Sobre a prisão de Bolsonaro

O ministro Alexandre de Moraes mandou prender Bolsonaro com base em 3 argumentos.

1- Vigília pedida por Flávio Bolsonaro,
2- Susposta tentativa de romper a tornozeleira,
3- Fuga de outros réus (?!)

Vamos lá:

1- Flávio Bolsonaro pediu uma vigília para Bolsonaro. A PF diz que o objetivo era ameaçar a “ordem pública” e junta um vídeo do senador chamando seus apoiadores.
Vamos ver a transcrição do vídeo que a própria PF cita:

“A nossa pátria não vai continuar nas mãos de ladrões, bandidos e ditadores. E, com a sua força, a força do povo, a gente vai reagir e resgatar o Brasil desse cativeiro que ele se encontra hoje. Quando os ímpios sobem ao poder, o povo se esconde. Mas quando eles perecem, os justos se multiplicam. Provérbios 28:28. Vem com a gente, vamos lutar. Te espero aqui.”

É esse o trecho que a PF destaca como uma chave para novos acampamentos e tentativas de ruptura democrática.

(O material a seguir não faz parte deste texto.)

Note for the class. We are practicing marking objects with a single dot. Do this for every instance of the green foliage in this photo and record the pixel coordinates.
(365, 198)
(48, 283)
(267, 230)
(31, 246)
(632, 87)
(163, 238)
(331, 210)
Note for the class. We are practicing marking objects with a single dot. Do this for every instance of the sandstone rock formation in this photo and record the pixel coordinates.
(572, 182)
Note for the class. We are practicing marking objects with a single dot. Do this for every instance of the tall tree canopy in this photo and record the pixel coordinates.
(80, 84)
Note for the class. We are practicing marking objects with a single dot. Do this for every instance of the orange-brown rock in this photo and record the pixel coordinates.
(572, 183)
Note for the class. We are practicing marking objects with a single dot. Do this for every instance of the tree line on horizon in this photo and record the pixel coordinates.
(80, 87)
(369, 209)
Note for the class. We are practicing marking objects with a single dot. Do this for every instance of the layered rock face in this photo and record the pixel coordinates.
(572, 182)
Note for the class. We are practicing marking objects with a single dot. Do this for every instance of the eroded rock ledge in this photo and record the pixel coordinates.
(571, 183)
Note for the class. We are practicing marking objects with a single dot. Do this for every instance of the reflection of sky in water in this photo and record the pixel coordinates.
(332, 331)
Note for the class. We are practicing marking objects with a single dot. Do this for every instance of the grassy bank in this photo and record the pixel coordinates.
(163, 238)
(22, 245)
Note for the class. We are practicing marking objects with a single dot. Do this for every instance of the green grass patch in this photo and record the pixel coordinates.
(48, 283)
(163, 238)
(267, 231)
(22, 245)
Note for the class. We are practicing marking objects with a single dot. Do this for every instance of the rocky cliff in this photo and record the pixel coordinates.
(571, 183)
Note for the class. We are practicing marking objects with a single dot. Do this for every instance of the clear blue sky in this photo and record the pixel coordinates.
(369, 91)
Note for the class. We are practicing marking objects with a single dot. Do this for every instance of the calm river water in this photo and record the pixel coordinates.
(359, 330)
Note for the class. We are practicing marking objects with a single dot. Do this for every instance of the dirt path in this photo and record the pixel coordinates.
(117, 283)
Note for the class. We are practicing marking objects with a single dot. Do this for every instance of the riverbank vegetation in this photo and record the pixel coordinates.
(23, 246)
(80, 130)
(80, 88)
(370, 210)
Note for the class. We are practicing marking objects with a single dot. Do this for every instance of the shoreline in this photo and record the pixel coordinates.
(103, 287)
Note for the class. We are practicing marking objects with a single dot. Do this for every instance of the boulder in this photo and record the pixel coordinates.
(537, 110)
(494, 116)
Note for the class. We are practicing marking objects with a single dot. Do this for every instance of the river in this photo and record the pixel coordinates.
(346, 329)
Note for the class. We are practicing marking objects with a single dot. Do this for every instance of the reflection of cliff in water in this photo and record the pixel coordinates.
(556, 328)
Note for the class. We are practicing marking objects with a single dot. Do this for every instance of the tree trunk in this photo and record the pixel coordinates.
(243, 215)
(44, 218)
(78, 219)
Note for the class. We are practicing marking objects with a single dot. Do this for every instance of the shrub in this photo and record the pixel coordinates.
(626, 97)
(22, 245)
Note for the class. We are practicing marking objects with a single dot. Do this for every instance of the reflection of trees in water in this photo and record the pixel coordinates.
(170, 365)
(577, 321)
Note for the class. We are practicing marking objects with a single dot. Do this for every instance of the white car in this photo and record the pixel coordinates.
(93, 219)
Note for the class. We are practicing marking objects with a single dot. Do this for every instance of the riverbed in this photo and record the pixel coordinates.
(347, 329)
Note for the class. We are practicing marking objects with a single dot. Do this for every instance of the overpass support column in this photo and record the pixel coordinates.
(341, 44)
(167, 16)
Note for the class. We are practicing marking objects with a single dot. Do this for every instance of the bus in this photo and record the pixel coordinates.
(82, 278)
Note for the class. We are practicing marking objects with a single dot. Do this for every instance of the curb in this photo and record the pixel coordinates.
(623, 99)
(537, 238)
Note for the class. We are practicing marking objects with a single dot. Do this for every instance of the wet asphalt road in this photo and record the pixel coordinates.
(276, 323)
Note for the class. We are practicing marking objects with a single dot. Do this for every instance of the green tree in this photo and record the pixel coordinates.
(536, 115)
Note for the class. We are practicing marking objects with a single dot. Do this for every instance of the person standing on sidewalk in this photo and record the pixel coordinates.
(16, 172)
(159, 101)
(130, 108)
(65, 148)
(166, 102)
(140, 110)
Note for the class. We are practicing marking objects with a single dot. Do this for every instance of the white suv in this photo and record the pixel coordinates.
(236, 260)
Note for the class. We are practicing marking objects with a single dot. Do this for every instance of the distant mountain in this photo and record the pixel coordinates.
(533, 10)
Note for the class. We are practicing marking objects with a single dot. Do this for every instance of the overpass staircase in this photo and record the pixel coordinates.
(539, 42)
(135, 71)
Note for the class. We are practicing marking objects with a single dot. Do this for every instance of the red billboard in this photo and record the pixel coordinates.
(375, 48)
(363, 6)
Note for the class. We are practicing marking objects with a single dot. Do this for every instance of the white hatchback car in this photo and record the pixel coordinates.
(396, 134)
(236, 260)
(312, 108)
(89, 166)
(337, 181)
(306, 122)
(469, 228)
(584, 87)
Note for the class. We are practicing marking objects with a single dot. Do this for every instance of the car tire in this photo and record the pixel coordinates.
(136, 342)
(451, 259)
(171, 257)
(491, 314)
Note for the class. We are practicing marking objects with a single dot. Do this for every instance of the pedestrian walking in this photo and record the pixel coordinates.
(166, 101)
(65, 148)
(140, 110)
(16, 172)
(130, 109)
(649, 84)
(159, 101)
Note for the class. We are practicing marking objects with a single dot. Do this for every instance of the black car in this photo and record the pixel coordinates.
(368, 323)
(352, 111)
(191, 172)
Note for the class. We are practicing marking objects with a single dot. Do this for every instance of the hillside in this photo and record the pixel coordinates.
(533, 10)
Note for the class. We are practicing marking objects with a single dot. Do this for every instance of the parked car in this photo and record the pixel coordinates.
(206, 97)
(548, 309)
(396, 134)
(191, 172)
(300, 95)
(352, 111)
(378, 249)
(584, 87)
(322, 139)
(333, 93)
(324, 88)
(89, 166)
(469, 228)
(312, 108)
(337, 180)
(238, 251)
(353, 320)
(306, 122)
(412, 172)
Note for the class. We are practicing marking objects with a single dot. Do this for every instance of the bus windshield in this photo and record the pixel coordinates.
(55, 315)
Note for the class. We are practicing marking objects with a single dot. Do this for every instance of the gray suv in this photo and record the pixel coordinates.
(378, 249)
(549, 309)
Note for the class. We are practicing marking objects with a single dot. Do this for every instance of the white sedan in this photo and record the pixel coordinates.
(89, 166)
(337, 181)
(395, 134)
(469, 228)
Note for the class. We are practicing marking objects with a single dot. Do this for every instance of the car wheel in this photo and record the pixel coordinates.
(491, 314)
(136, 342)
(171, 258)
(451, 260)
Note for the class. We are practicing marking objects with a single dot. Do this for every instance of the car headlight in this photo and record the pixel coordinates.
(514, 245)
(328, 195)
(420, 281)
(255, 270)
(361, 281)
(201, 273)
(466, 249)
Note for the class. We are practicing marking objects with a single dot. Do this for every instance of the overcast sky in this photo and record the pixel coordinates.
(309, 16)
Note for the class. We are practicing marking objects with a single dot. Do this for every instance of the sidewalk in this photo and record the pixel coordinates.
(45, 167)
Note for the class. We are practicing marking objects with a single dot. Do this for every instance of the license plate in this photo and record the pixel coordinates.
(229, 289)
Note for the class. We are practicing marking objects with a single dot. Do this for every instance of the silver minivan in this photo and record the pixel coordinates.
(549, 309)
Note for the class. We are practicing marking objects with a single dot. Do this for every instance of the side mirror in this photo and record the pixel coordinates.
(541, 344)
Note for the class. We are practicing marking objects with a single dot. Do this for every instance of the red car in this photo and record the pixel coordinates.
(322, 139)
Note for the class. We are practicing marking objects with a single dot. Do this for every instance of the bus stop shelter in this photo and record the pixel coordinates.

Diz ainda a PF: “ademais, considerando as técnicas empregadas por integrantes da organização criminosa, o tumulto nos arredores da residência do condenado, poderá criar um ambiente propício para sua fuga”.

E aí vamos lá: qual é o ambiente propício para a fuga? como isso se dará a partir do vídeo do senador Flavio Bolsonaro? Não é dito. Nem pela PF, nem por Moraes. É uma mera justificativa genérica para embasar a prisão de Bolsonaro. Inclusive, Flábio Bolsonaro NÃO é acusado de integrar a tal organização criminosa e não existe sequer prova da ciência de Bolsonaro sobre a tal vigília.

Moraes chama a vigília de “reunião ilícita” sem indicar QUAL é a ilicitude de Flávio Bolsonaro ou de qualquer imaginário participante.

2- Tornozeleira.

Moraes diz que foi informado que houve uma violação do equipamento de monitoramento eletrônico por Bolsonaro às 0h:08 do dia 22/11. A vigília estava marcada para iniciar às 19h00.
O plano de fuga do Bolsonaro era quebrar a tornozeleira à meia-noite do dia 22, dentro da própria casa cheia de policial, no condomínio cheio de policial também, e depois ficar esperando até de noite, numa vigília, sem plano nenhum, só pra, do nada, se teletransportar de dentro de casa?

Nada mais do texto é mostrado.